In a previous report by Glas, statistical tests for detecting unwanted differences between results from pretesting and online calibration were studied. These tests were based on three classes of statistics: Lagrange multiplier, Wald, and CUSUM statistics. For each statistic the standard errors of the parameter estimates have to be approximated. In the previous report, these standard errors were computed for the 2-parameter logistic (2-PL) and 3-parameter logistic (3-PL) models with fixed values for the guessing parameter and an approximate Fisher information matrix. However, when the number of items in the item bank becomes large, inversion of information matrices becomes a very time-demanding operation. Therefore, in the present report, the use of a block-diagonal approximation to the Fisher information matrix is investigated.
In the 2-PL model and the 3-PL model with fixed guessing parameter, every item is characterized by two unknown parameters: the discrimination and the difficulty parameter. In the diagonal approach, item information is approximated by a two-by-two matrix with diagonal entries for information on both item parameters and off-diagonal entries to account for the common part in their information. Information across items is not taken into account. Using simulation studies, it was shown that the asymptotic standard errors are underestimated by the block-diagonal approach but that the magnitude of the bias in the standard errors was relatively small. Further, it was shown that the power of the statistical test based on a CUSUM statistic using these approximated standard errors is well under control.
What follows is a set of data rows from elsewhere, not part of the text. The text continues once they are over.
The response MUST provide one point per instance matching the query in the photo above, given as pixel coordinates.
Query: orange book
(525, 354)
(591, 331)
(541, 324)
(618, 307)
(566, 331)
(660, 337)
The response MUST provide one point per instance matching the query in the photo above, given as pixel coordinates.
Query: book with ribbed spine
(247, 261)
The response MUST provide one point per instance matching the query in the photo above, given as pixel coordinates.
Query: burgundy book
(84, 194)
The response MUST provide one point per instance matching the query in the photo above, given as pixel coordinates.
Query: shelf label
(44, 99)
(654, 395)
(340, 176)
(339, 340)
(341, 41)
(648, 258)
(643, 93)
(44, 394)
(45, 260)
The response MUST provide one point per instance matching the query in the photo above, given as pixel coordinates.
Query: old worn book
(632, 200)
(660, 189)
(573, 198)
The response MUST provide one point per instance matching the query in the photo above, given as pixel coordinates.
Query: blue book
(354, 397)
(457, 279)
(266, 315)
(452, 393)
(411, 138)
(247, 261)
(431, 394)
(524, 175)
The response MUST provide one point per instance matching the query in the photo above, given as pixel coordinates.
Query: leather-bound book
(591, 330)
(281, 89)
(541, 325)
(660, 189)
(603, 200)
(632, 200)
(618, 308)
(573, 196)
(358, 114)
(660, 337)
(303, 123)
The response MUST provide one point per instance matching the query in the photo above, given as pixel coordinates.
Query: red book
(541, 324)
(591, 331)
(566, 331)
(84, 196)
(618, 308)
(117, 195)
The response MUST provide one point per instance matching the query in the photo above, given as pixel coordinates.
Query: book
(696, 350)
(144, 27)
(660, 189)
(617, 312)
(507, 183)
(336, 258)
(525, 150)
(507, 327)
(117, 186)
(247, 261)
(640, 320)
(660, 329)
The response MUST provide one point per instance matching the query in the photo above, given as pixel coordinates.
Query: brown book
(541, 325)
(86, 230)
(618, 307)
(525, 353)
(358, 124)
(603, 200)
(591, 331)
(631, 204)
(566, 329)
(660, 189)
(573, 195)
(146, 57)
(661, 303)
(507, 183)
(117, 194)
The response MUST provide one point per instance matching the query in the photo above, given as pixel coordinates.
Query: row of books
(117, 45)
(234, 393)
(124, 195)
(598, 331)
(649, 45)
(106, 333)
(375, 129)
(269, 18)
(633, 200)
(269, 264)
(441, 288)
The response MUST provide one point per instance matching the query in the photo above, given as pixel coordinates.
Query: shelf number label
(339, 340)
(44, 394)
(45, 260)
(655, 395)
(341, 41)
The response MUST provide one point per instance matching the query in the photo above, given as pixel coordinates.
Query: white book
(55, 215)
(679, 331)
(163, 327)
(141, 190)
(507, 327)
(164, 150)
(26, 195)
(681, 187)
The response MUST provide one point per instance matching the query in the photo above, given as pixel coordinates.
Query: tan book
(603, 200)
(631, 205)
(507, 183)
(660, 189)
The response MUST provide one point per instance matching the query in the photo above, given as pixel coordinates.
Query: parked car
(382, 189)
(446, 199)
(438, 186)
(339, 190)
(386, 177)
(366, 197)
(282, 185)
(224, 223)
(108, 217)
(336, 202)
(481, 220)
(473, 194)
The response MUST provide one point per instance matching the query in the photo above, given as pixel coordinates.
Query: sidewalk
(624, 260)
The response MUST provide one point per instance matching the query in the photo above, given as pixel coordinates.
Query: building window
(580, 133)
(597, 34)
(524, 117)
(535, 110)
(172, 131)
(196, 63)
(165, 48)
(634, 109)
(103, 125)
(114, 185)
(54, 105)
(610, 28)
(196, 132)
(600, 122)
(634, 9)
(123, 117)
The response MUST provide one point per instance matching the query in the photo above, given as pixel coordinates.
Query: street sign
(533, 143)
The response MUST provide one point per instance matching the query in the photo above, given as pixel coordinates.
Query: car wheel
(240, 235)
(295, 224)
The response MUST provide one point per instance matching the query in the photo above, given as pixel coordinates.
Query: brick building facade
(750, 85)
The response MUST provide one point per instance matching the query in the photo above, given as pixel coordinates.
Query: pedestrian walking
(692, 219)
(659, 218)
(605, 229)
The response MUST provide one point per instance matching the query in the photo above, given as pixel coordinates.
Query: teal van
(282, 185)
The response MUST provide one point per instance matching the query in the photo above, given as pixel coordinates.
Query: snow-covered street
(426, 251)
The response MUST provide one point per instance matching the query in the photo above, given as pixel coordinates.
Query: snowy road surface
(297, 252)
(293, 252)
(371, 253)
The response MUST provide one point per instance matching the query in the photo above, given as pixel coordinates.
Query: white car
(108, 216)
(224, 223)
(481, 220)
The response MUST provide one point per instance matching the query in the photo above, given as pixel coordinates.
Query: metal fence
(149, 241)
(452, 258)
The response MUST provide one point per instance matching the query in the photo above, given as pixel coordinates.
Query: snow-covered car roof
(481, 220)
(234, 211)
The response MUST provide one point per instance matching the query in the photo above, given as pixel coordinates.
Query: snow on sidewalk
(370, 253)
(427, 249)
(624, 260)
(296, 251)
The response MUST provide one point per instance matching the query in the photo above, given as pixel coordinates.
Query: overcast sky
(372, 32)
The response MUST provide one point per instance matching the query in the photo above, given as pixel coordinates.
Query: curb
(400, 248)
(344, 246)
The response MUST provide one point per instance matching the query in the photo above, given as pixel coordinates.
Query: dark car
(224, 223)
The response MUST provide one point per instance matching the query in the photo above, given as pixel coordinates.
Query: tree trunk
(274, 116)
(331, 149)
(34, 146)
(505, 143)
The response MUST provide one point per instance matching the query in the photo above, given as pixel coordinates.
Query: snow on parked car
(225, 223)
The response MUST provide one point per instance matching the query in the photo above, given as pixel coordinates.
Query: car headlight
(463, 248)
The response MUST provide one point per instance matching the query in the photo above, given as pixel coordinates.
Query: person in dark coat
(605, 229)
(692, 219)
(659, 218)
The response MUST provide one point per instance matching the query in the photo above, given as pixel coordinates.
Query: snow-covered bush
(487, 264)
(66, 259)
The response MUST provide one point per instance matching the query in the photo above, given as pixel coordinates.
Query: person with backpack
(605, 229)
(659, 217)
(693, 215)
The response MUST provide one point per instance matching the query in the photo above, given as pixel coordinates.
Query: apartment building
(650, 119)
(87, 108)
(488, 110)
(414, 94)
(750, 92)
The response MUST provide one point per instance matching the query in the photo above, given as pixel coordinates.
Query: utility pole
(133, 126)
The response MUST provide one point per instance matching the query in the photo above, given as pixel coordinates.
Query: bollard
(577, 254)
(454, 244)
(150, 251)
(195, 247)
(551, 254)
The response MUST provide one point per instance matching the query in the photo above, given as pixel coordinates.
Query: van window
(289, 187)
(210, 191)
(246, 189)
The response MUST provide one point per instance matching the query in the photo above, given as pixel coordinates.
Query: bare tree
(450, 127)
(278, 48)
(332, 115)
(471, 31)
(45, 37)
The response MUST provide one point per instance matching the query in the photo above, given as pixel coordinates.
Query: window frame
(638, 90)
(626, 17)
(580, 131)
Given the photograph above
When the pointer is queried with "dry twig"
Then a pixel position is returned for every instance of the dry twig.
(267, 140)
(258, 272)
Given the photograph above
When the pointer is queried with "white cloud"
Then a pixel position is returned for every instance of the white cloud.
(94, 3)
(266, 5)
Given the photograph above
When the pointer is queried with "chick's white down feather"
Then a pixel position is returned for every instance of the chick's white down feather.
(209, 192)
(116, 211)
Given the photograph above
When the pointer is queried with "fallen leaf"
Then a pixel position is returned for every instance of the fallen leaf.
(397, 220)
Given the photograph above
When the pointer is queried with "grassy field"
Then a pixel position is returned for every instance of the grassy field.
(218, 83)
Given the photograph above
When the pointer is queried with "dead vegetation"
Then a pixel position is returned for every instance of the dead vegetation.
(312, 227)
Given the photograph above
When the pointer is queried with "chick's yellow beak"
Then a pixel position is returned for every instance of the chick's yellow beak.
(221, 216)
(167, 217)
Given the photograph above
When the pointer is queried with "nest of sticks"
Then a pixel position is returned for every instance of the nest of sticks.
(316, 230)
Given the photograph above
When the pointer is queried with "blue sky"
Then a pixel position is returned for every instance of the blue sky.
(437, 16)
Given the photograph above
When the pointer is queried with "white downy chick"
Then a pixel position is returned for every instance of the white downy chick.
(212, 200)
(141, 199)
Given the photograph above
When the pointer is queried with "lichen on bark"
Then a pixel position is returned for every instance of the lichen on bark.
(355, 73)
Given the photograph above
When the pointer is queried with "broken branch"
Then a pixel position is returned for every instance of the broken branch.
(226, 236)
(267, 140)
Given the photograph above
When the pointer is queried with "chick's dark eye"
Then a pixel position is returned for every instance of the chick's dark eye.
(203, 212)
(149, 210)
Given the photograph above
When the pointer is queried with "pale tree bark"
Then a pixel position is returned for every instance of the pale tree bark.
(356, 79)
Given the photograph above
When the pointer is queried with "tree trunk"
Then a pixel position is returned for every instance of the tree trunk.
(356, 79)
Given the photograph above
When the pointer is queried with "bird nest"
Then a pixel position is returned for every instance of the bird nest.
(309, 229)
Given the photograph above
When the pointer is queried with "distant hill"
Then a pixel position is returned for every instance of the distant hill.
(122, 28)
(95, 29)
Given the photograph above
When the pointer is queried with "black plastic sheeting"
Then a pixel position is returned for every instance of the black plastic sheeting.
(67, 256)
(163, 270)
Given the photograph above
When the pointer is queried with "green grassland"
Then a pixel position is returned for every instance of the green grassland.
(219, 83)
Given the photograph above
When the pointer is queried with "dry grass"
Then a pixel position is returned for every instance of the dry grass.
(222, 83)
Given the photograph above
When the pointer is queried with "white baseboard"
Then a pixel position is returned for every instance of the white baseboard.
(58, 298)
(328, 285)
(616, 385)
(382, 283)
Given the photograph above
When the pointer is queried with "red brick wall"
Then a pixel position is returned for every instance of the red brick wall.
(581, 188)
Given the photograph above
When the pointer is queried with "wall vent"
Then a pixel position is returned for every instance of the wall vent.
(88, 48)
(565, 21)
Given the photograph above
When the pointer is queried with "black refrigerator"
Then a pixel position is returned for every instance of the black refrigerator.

When employing the CUSUM test in practice, it is suggested that the CUSUM statistic be tuned to the application by running a simulation study with a test administration design and item parameter values similar to those in the real application. The results of the simulation study can then be used to determine how underestimated standard errors can be translated into threshold values for the CUSUM statistic that guarantee a test with acceptable power.